As experienced developers, the team understood that applications that utilize mix-encoded files, such as these templates, need delimiters or indicators of some kind to determine when one encoding ends and another begins. For a URL in UTF-16 (2 bytes per character) surrounded by binary data, the file would likely contain some bytes that indicate the length of the URL. Pursuing this theory, the team found those bytes preceding the URL that represented the number of bytes of the URL plus an additional 6-byte null buffer at the tail end. The team accurately suggested the hex editor could be used to change the URL in the same UTF-16 encoding and change the bytes that represented the size of the URL plus the buffer. This methodology allowed the GIS application to read the new URL without issue, thus resolving the issue for the municipal district.

RESULT

Our team’s expertise, attention to detail, and willingness to go beyond that of others resulted in accurately identifying the root cause when no other resources could. Furthermore, the staff was able to develop an innovative solution that no other subject matter expert, including the GIS software provider, was able to identify, devise or produce. The GIS software provider further exacerbated the problem by recommending a costly and time intensive solution that was ultimately not needed.
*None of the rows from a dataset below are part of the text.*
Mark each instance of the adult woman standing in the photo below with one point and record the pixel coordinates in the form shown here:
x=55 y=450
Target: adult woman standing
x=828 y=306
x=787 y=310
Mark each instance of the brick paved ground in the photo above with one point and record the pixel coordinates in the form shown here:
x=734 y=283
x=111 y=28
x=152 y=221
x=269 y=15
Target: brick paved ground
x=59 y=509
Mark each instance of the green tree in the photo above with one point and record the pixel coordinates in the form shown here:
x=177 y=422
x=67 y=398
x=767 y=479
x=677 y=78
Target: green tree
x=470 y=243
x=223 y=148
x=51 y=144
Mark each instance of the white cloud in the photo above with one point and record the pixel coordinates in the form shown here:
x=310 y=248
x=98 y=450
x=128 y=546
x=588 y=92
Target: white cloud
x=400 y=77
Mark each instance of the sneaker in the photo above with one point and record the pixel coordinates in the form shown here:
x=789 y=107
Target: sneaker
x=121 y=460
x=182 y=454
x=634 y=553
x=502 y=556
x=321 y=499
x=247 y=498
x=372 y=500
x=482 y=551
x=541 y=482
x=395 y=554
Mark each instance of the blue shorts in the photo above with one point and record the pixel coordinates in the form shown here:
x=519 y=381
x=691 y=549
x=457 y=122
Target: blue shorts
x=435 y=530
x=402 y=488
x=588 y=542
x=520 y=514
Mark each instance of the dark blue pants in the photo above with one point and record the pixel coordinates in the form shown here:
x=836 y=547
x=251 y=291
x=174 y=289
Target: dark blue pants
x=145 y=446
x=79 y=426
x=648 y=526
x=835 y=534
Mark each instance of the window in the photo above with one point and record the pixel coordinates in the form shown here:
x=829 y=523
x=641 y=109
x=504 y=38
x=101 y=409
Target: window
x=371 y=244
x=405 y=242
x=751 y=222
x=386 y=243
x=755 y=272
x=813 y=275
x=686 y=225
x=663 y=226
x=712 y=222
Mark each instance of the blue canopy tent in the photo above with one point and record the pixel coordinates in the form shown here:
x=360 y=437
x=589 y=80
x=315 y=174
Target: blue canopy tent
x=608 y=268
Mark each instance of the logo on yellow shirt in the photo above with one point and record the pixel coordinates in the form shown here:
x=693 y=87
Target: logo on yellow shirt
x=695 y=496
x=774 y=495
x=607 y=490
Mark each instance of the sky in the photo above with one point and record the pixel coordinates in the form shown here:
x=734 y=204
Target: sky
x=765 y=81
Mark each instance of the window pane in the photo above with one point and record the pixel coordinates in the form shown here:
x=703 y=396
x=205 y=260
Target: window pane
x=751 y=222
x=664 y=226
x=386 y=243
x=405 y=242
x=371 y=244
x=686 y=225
Alternatively, once the root cause was identified, the team’s solution required merely a few developer hours and a simple hex editor. The team’s deliverable is a repeatable solution and will remain viable for future upgrades until the GIS software provider permanently addresses the underlying problem with their code and proprietary format. In the end, our ability to correct the template files saved the district substantial time and money, allowed infrastructure data to remain fully functioning and accessible, and kept IT support maintenance cycles on track and in compliance.